In light of the above analysis, it seems that the only sensible choice in multithreading is to call exec immediately on the child process produced by fork, but even this is a bit of a disadvantage. Since the child inherits all open file descriptors from the parent, it can still read and write files from the parent until exec is executed, but what if you don’t want the child to be able to read and write an open file from the parent?

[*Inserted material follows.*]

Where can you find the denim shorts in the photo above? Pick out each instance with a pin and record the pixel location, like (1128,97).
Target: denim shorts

Perhaps FCNTL setting file attributes is one way to do this:

int fd = open("file", O\_RDWR | O\_CREAT);
if (fd < 0)
{
    perror("open");
}
fcntl(fd, F\_SETFD, FD\_CLOEXEC);
Copy the code

However, if the child is forked by another thread after the file is opened and before the CLOEXEC property is set by FCNTL, the child will still be able to read and write file. If locks are used, we are back to the situation discussed above.

Starting with the Linux 2.6.23 kernel, we can now set the O_CLOEXEC flag in open, making “open file and set CLOEXEC” an atomic operation. This prevents the parent process from reading or writing open files before the child process forks.

pthread_atfork

If you’re unlucky enough to have a fork problem with multiple threads, try using pthread_atfork:

int pthread\_atfork(void (\*prepare)(void), void (\*parent)void(), void (\*child)(void));
Copy the code
  • The prepare handler is called by the parent process before the fork creates the child process. Its job is to obtain all locks defined by the parent process.
  • The parent handler is called in the parent environment after fork creates the child process, but before fork returns. Its job is to unlock all locks acquired by Prepare.
  • The child handler is called in the child environment before the fork returns. Like the parent handler, it must unlock all locks acquired in prepare.

Because the child inherits a copy of the parent’s lock, all of the above is not unlocked twice, but separately. The pthread_atfork function can be called multiple times to set up multiple sets of fork handlers, but when multiple handlers are used. Handlers are not called in the same order. Parent and Child are called in the order in which they were registered, while Prepare is called in the reverse order. This allows multiple modules to register their own handlers and maintain the lock hierarchy (similar to the construction-destructor hierarchy of multiple RAII objects).

Note that pthread_atfork can only clean locks, but not condition variables. In some system implementations, condition variables do not need to be cleaned up. However, in some systems, the implementation of condition variables contains locks, which may need to be cleaned up. However, there is no interface or method to clean up condition variables.

conclusion

  • In multithreaded programs, it is best to use only fork to perform exec functions, and do not perform any other operations on the children of fork processes.
  • If you decide to fork an exec function in multiple threads, you need to add the CLOEXEC flag when opening the file descriptor before fork.